Model Card Tutorial

Even with the increasing use of ML systems, proper documentation of such systems has yet to gain traction. This has often been linked to the absence of standardized documentation procedures, which has recently led to the proposal of new documentation frameworks for ML models. One example includes the Model Card project, proposed by M. Mitchell et al. in Model Cards for Model Reporting (2019). This framework aims to allow more transparent model reporting by having the model creator document numerous suggested details (e.g., training algorithms, intended users, etc.).

To support this framework and contribute to the efforts towards transparent model reporting, we added a Model Card system to Tribuo. To decrease the workload on the developer's end and partially automate the process, the Model Card system uses Tribuo's built-in provenance to fill in the details relating to the model, its training, and its testing while also allowing the developer to explicitly specify the model's usage details either programmatically or by running a CLI.

Setup

We are going to load in the LibSVM anomaly detection and Model Card jars and also import a few packages.

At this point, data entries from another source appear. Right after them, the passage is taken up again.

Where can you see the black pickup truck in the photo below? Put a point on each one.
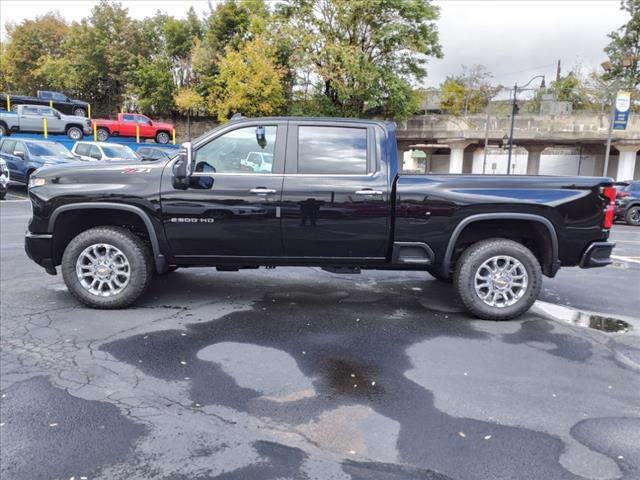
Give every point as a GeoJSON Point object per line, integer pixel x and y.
{"type": "Point", "coordinates": [312, 192]}
{"type": "Point", "coordinates": [57, 100]}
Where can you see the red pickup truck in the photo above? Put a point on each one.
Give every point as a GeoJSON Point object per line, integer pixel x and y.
{"type": "Point", "coordinates": [125, 126]}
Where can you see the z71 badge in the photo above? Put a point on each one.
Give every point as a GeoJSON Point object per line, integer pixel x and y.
{"type": "Point", "coordinates": [191, 220]}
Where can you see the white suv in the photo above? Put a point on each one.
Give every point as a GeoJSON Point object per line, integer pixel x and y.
{"type": "Point", "coordinates": [103, 151]}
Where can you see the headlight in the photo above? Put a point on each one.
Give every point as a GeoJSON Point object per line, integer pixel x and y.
{"type": "Point", "coordinates": [36, 182]}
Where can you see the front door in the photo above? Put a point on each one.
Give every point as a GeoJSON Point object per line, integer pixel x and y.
{"type": "Point", "coordinates": [230, 208]}
{"type": "Point", "coordinates": [335, 202]}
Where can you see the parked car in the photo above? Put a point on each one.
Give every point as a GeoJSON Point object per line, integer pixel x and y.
{"type": "Point", "coordinates": [29, 119]}
{"type": "Point", "coordinates": [628, 202]}
{"type": "Point", "coordinates": [4, 178]}
{"type": "Point", "coordinates": [59, 100]}
{"type": "Point", "coordinates": [497, 237]}
{"type": "Point", "coordinates": [125, 126]}
{"type": "Point", "coordinates": [23, 156]}
{"type": "Point", "coordinates": [103, 151]}
{"type": "Point", "coordinates": [156, 153]}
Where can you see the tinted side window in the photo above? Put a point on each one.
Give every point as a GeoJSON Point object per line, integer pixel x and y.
{"type": "Point", "coordinates": [8, 146]}
{"type": "Point", "coordinates": [83, 149]}
{"type": "Point", "coordinates": [332, 150]}
{"type": "Point", "coordinates": [230, 152]}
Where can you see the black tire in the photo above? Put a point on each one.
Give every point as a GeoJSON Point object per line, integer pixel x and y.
{"type": "Point", "coordinates": [102, 134]}
{"type": "Point", "coordinates": [632, 215]}
{"type": "Point", "coordinates": [471, 261]}
{"type": "Point", "coordinates": [75, 133]}
{"type": "Point", "coordinates": [136, 253]}
{"type": "Point", "coordinates": [162, 137]}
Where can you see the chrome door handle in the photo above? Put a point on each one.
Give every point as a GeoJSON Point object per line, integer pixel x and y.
{"type": "Point", "coordinates": [262, 191]}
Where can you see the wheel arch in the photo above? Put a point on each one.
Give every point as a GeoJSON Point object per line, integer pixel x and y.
{"type": "Point", "coordinates": [548, 252]}
{"type": "Point", "coordinates": [104, 210]}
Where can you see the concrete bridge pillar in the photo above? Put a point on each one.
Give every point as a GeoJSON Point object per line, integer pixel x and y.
{"type": "Point", "coordinates": [626, 160]}
{"type": "Point", "coordinates": [456, 160]}
{"type": "Point", "coordinates": [533, 159]}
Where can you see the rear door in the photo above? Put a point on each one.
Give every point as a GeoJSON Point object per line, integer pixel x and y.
{"type": "Point", "coordinates": [31, 119]}
{"type": "Point", "coordinates": [335, 201]}
{"type": "Point", "coordinates": [230, 209]}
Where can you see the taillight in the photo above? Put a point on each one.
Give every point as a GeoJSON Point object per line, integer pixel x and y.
{"type": "Point", "coordinates": [610, 194]}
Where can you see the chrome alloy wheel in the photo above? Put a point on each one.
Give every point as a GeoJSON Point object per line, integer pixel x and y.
{"type": "Point", "coordinates": [501, 281]}
{"type": "Point", "coordinates": [103, 270]}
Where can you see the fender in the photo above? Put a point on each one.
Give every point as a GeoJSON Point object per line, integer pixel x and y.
{"type": "Point", "coordinates": [159, 258]}
{"type": "Point", "coordinates": [501, 216]}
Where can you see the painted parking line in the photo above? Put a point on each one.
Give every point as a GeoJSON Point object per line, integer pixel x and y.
{"type": "Point", "coordinates": [626, 259]}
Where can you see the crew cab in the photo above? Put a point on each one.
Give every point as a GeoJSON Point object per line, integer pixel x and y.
{"type": "Point", "coordinates": [103, 151]}
{"type": "Point", "coordinates": [30, 119]}
{"type": "Point", "coordinates": [128, 124]}
{"type": "Point", "coordinates": [333, 198]}
{"type": "Point", "coordinates": [25, 156]}
{"type": "Point", "coordinates": [56, 100]}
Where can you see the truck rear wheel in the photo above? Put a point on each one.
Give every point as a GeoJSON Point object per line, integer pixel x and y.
{"type": "Point", "coordinates": [498, 279]}
{"type": "Point", "coordinates": [107, 267]}
{"type": "Point", "coordinates": [162, 137]}
{"type": "Point", "coordinates": [103, 134]}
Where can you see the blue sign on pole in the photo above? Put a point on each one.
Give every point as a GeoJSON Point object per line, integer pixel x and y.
{"type": "Point", "coordinates": [621, 115]}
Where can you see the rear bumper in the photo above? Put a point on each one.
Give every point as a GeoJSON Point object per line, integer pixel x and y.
{"type": "Point", "coordinates": [38, 248]}
{"type": "Point", "coordinates": [597, 254]}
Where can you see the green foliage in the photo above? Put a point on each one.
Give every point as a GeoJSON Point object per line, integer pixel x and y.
{"type": "Point", "coordinates": [315, 57]}
{"type": "Point", "coordinates": [362, 55]}
{"type": "Point", "coordinates": [625, 48]}
{"type": "Point", "coordinates": [249, 82]}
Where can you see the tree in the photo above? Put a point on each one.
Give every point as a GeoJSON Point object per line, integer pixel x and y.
{"type": "Point", "coordinates": [361, 55]}
{"type": "Point", "coordinates": [187, 101]}
{"type": "Point", "coordinates": [625, 48]}
{"type": "Point", "coordinates": [248, 82]}
{"type": "Point", "coordinates": [28, 46]}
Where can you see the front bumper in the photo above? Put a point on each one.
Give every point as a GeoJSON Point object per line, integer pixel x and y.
{"type": "Point", "coordinates": [597, 254]}
{"type": "Point", "coordinates": [39, 247]}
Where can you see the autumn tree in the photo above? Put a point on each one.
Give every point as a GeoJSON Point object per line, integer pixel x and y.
{"type": "Point", "coordinates": [248, 82]}
{"type": "Point", "coordinates": [361, 56]}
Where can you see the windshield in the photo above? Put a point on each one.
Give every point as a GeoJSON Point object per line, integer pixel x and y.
{"type": "Point", "coordinates": [49, 149]}
{"type": "Point", "coordinates": [118, 151]}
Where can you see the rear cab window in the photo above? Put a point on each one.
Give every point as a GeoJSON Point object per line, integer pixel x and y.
{"type": "Point", "coordinates": [334, 150]}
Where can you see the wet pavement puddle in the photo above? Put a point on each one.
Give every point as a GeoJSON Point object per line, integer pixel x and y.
{"type": "Point", "coordinates": [579, 318]}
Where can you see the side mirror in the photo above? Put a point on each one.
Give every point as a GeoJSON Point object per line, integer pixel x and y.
{"type": "Point", "coordinates": [261, 136]}
{"type": "Point", "coordinates": [181, 168]}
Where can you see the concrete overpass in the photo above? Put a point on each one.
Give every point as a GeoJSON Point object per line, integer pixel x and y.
{"type": "Point", "coordinates": [456, 144]}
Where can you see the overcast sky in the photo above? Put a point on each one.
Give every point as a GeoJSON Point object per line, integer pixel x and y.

Note that the Model Card jar is written in Java 17, and so this tutorial requires Java 17 or later.

In [1]:
%jars ./tribuo-anomaly-libsvm-4.3.0-jar-with-dependencies.jar
%jars ./tribuo-modelcard-4.3.0-jar-with-dependencies.jar
In [2]:
import com.oracle.labs.mlrg.olcut.provenance.ProvenanceUtil;
import org.tribuo.MutableDataset;
import org.tribuo.interop.modelcard.ModelCard;
import org.tribuo.interop.modelcard.UsageDetailsBuilder;
import org.tribuo.anomaly.evaluation.AnomalyEvaluator;
import org.tribuo.anomaly.example.GaussianAnomalyDataSource;
import org.tribuo.anomaly.libsvm.LibSVMAnomalyTrainer;
import org.tribuo.anomaly.libsvm.SVMAnomalyType;
import org.tribuo.common.libsvm.KernelType;
import org.tribuo.common.libsvm.SVMParameters;

import java.io.File;
import java.io.IOException;
import java.util.Map;

Creating a Model Card for a Tribuo Model

The Model Card system only supports Tribuo models and is currently incompatible with external models. The information stored within a ModelCard is separated into four components: ModelDetails, TrainingDetails, TestingDetails, and UsageDetails. Construction of ModelDetails and TrainingDetails only relies on the built-in provenance of a Model instance while TestingDetails relies on the built-in provenance of an Evaluation instance and can be further augmented by a Map of testing metrics pre-selected by the user. In contrast, UsageDetails relies entirely on fields set by the user and can either be constructed programmatically using the UsageDetailsBuilder or interactively using the ModelCardCLI.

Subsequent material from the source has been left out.